Et on continue. Jusqu’à quand? Je crains que ce ne soit pour longtemps encore.

« Nous avons tenté d’inventer
quelques fulgurances,
des étincelles,
de petites beautés à vivre et distribuer.
(…)
Chaque fois, celles et ceux qui ont
vécu ces instants avec nous
ont rêvé un peu.
Le problème de la vraie vie,
c’est que le rêve s’efface au réveil. »


J’aimerais bien que cette vision soit partagée. Mais je ne rêve pas. Elle ne l’est pas. Pas du tout.

Les associations ou sociétés d’écrivains ne s’y aventurent pas. Dans l’économie littéraire, elle n’existent pas. Elles ne font pas le poids.
Les éditeurs sont indifférents. Ils n’en ont pas vraiment besoin Pour une bonne partie d’entre eux (pas tous, soyons justes), les aides à l’édition, les subventions glanées, couvrent les frais du livre lorsqu’on l’imprime… un système déséquilibré qui n’encourage ni à l’accompagnement des auteur.e.s, ni à la promotion du livre.
Les libraires? Ils.elles sont exsangues. Ne leur en demandez pas plus.
Les organisateurs d’événements, eux, sont parfois sensibles au propos.

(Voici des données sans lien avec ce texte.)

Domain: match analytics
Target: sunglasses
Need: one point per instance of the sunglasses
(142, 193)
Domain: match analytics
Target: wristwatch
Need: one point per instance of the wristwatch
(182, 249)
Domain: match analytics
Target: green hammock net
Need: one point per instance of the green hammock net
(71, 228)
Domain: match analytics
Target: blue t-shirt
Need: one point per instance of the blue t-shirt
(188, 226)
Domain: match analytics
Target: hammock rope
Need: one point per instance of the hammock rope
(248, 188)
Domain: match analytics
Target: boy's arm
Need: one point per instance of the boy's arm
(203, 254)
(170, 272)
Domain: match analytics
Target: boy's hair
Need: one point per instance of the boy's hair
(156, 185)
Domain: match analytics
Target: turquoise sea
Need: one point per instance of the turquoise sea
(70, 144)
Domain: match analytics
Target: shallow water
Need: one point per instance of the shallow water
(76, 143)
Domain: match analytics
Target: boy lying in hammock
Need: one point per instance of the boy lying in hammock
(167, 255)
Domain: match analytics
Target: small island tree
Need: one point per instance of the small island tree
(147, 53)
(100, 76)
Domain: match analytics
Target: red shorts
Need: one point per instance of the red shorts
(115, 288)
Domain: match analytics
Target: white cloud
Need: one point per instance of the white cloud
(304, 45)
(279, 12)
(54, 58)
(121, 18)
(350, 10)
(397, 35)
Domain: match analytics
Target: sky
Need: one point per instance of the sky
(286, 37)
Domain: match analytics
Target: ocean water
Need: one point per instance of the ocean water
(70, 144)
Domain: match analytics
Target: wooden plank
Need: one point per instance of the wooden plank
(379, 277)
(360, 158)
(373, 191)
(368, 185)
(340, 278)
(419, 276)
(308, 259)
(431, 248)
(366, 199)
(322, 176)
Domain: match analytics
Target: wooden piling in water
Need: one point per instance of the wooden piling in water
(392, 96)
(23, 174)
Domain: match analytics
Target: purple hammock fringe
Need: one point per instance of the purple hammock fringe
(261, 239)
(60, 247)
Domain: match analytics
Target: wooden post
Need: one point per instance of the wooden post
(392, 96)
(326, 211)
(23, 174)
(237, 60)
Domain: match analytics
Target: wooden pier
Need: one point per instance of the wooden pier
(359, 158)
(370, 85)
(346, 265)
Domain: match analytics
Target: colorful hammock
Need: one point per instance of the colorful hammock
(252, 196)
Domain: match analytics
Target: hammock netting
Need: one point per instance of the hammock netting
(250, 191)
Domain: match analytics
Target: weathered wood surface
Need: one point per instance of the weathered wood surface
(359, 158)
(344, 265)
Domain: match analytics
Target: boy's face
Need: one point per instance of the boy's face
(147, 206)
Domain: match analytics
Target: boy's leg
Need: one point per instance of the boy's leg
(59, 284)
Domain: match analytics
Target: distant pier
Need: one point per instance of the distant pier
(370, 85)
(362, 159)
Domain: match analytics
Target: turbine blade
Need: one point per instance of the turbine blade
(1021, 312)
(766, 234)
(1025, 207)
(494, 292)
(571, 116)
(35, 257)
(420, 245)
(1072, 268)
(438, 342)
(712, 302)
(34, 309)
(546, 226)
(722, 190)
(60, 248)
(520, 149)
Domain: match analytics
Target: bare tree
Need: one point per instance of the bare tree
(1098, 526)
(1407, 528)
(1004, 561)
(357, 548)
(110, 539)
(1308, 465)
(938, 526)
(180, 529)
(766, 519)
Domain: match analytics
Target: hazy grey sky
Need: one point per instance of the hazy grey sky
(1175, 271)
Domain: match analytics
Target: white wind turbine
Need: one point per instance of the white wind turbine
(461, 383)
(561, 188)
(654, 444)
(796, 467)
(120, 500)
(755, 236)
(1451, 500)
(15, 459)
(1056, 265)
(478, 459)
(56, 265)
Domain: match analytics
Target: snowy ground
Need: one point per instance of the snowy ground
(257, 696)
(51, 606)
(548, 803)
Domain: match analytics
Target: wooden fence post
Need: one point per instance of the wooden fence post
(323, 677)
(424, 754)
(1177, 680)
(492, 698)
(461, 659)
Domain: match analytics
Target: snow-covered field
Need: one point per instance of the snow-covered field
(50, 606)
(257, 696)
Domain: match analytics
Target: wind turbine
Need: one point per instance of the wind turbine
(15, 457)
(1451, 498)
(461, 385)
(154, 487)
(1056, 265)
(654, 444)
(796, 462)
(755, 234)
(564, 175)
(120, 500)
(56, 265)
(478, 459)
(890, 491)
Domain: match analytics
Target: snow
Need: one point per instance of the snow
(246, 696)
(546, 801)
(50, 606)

Mais ils font du chiffre avec les pointures, pas avec des idées nouvelles.
Les journalistes, ils s’en tapent.

Quant aux auteur·e·s, ils ne vont pas ruer dans les brancards, trop heureux de faire partie des élus et attentifs à ne pas heurter les mains qui les invitent à défaut de les nourrir. D’ailleurs, en parlant de nourrir, on a bien d’autres préoccupations plus sérieuses à débattre, la rémunération, les droits d’auteur, par exemple, plutôt que de nous interroger sur une esthétique et le sens de notre présence.

Nous avons tenté d’inventer quelques fulgurances, des étincelles, de petites beautés à vivre et distribuer. Cette idée-là s’appelle la Maison éclose. Quelques événements, depuis 2015: les Désirs de Mon Repos, les Rolls du Château de Morges, les Gourmandises du Jardin botanique de Lausanne, les Trains de vie jurassiens.

Portés par l’enthousiasme – et une part de naïveté – nous avons inventé les DéLivreures pour offrir de petits cadeaux de lectures au public, les Labos pour donner aux auteur.e.s le goût et l’envie de porter, partager les textes, de créer la relation, d’oser. Chaque fois, celles et ceux qui ont vécu ces instants avec nous ont rêvé un peu. Le problème de la vraie vie, c’est que le rêve s’efface au réveil.

Et Il y avait encore mille idées dans nos chapeaux.

Il y avait.

Je conjugue au passé. Parce qu’il a fallu déchanter, renoncer, redimensionner au moins. Pour éviter l’épuisement. Parce que nos propositions, si belles soient-elles, ne sont qu’une cerise poétique sur un gâteau qui n’en a pas besoin. Je corrige: qui n’en éprouve pas le besoin.
La Maison éclose va continuer son petit chemin. Là, elle doute un peu. Elle a la boule au ventre. Mais elle se transformera. Nous reviendrons à nos premiers gestes artistiques: l’organisation d’un bel événement par année, en un lieu exceptionnel, hors les murs et les institutions.

Juste avant de refermer cette lettre, je lis la phrase inscrite à l’entrée de ma maison depuis des années: « A plant does not grow by pulling on the stem », on ne fait pas pousser une fleur en tirant sur la tige. Depuis le temps, il serait bon que je l’assimile vraiment.